Luckily your house has appreciated @ %5 every year for the ten years, and is now worth $346'000. So you sell, and pay the bank back the remaining 235'000 . Leaving you with 111'000 which you promptly pay income tax on to the tune of %35 (depending on your tax bracket I'm too lazy to figure it out) So you are left with 72'000. Not bad considering you lived for free the last ten years.

Now lets look at the other side

120'000 - Rent payment for 10 years ($1000/month)
$0 - tax
$0 - Repairs

Now, of course you've been putting the additional $800 away in an RRSP fund each month earning a modest 8%. You've earned 146'000 without taking on the risk of a high mortgage, or a volatile housing market.

Of course you could say the housing market has gone up %10 a year recently, but then you're just gambling.
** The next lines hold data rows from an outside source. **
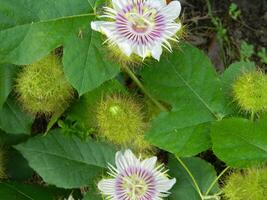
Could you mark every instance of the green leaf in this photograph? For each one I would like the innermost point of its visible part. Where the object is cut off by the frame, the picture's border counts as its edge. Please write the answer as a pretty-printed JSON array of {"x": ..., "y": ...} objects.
[
  {"x": 233, "y": 72},
  {"x": 184, "y": 188},
  {"x": 85, "y": 62},
  {"x": 81, "y": 110},
  {"x": 188, "y": 82},
  {"x": 240, "y": 142},
  {"x": 66, "y": 161},
  {"x": 13, "y": 119},
  {"x": 30, "y": 29},
  {"x": 21, "y": 170},
  {"x": 19, "y": 191},
  {"x": 7, "y": 76}
]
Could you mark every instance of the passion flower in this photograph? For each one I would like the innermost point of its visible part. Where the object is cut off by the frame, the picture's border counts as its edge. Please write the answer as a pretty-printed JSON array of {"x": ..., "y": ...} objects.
[
  {"x": 141, "y": 27},
  {"x": 133, "y": 179}
]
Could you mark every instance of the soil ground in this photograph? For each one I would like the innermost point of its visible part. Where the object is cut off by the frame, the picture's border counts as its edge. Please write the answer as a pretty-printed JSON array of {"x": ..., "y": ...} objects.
[{"x": 250, "y": 26}]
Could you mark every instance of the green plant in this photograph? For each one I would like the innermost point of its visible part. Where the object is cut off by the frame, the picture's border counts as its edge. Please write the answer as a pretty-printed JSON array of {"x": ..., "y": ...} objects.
[
  {"x": 42, "y": 87},
  {"x": 246, "y": 51},
  {"x": 189, "y": 115},
  {"x": 234, "y": 11},
  {"x": 262, "y": 54},
  {"x": 249, "y": 91},
  {"x": 120, "y": 121},
  {"x": 250, "y": 184},
  {"x": 2, "y": 163}
]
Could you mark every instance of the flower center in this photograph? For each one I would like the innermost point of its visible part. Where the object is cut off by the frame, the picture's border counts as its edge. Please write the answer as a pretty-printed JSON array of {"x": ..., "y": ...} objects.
[
  {"x": 142, "y": 21},
  {"x": 135, "y": 186}
]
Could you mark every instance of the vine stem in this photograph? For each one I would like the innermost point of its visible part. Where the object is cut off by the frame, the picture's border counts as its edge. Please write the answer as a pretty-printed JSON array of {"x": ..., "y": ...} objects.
[
  {"x": 190, "y": 174},
  {"x": 140, "y": 85},
  {"x": 216, "y": 180},
  {"x": 252, "y": 116},
  {"x": 163, "y": 108}
]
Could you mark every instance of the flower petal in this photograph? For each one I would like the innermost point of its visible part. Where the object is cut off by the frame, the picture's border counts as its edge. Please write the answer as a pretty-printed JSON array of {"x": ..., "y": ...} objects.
[
  {"x": 126, "y": 48},
  {"x": 156, "y": 51},
  {"x": 164, "y": 184},
  {"x": 107, "y": 186},
  {"x": 172, "y": 10},
  {"x": 120, "y": 4},
  {"x": 156, "y": 3}
]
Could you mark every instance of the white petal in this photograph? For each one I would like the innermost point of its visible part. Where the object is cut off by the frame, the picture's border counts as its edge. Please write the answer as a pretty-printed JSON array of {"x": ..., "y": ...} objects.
[
  {"x": 156, "y": 51},
  {"x": 149, "y": 163},
  {"x": 172, "y": 29},
  {"x": 103, "y": 27},
  {"x": 156, "y": 3},
  {"x": 172, "y": 10},
  {"x": 123, "y": 161},
  {"x": 126, "y": 48},
  {"x": 107, "y": 186},
  {"x": 141, "y": 50},
  {"x": 120, "y": 4}
]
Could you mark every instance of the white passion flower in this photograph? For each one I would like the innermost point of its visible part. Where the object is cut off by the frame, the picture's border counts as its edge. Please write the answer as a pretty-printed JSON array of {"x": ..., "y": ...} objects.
[
  {"x": 142, "y": 27},
  {"x": 133, "y": 179}
]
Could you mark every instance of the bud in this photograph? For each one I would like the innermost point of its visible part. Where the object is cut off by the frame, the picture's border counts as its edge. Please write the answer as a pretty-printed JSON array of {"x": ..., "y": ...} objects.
[
  {"x": 121, "y": 121},
  {"x": 250, "y": 184},
  {"x": 42, "y": 87},
  {"x": 249, "y": 91}
]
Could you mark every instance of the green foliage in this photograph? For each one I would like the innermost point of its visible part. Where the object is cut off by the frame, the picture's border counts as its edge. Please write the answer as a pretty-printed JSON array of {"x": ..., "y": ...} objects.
[
  {"x": 250, "y": 184},
  {"x": 56, "y": 155},
  {"x": 13, "y": 119},
  {"x": 2, "y": 163},
  {"x": 192, "y": 88},
  {"x": 239, "y": 142},
  {"x": 189, "y": 108},
  {"x": 19, "y": 191},
  {"x": 246, "y": 51},
  {"x": 234, "y": 11},
  {"x": 262, "y": 54},
  {"x": 249, "y": 91},
  {"x": 89, "y": 69},
  {"x": 121, "y": 121},
  {"x": 185, "y": 189},
  {"x": 7, "y": 75},
  {"x": 42, "y": 87}
]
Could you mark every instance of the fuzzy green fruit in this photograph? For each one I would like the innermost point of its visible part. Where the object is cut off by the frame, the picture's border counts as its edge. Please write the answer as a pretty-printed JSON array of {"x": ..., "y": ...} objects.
[
  {"x": 120, "y": 121},
  {"x": 249, "y": 91},
  {"x": 251, "y": 184},
  {"x": 42, "y": 87}
]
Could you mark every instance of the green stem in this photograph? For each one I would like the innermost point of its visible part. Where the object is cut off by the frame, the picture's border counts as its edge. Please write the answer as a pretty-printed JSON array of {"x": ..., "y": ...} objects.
[
  {"x": 209, "y": 8},
  {"x": 252, "y": 117},
  {"x": 140, "y": 85},
  {"x": 216, "y": 180},
  {"x": 191, "y": 175},
  {"x": 163, "y": 108}
]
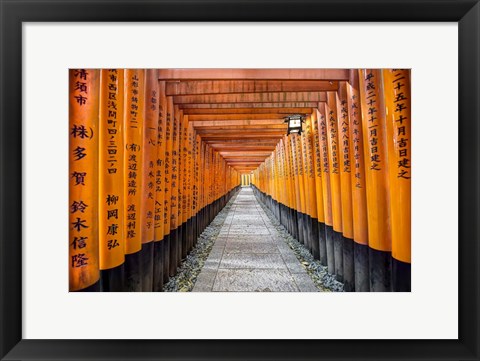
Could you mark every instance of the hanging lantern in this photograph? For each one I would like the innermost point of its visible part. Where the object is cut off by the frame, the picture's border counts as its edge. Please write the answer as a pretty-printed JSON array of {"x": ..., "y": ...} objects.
[{"x": 295, "y": 123}]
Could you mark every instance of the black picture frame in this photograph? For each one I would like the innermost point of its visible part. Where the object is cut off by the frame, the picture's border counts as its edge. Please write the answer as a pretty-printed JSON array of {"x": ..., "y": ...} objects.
[{"x": 13, "y": 13}]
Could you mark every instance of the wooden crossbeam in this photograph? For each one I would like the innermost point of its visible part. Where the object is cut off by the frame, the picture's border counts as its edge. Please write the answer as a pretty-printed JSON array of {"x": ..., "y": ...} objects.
[
  {"x": 249, "y": 105},
  {"x": 250, "y": 111},
  {"x": 203, "y": 87},
  {"x": 251, "y": 98},
  {"x": 262, "y": 74}
]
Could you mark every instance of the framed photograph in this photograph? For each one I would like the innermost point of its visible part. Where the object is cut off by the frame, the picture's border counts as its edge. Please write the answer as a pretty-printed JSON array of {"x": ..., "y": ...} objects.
[{"x": 204, "y": 64}]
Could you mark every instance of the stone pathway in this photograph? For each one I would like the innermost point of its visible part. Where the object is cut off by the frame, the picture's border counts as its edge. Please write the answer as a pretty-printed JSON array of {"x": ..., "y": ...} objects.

Tradition trends have the market going up at 4% per year.

I'm getting a headache from thinking so hard.
Does this make any sense?

Mr. Taylor (#2)

Buying a House You Can Afford

In this article, Jim Yih talks about buying only what you can afford in real estate. Some people buy sexy homes that are worth more (surely) but may pay a heavy price to do so. Also in this article he discusses 'other investing' versus putting your savings into your home.

Buying versus Renting a Home

The Vancouver Sun had this article published on December 28th. Jim Yih explains his opinion about why it's better to own a house, rather than rent one. This topic of buying a house as an investment versus saving the extra money you WOULD have spent on the mortgage and investing it wisely, is a valid and interesting discussion. So let's discuss!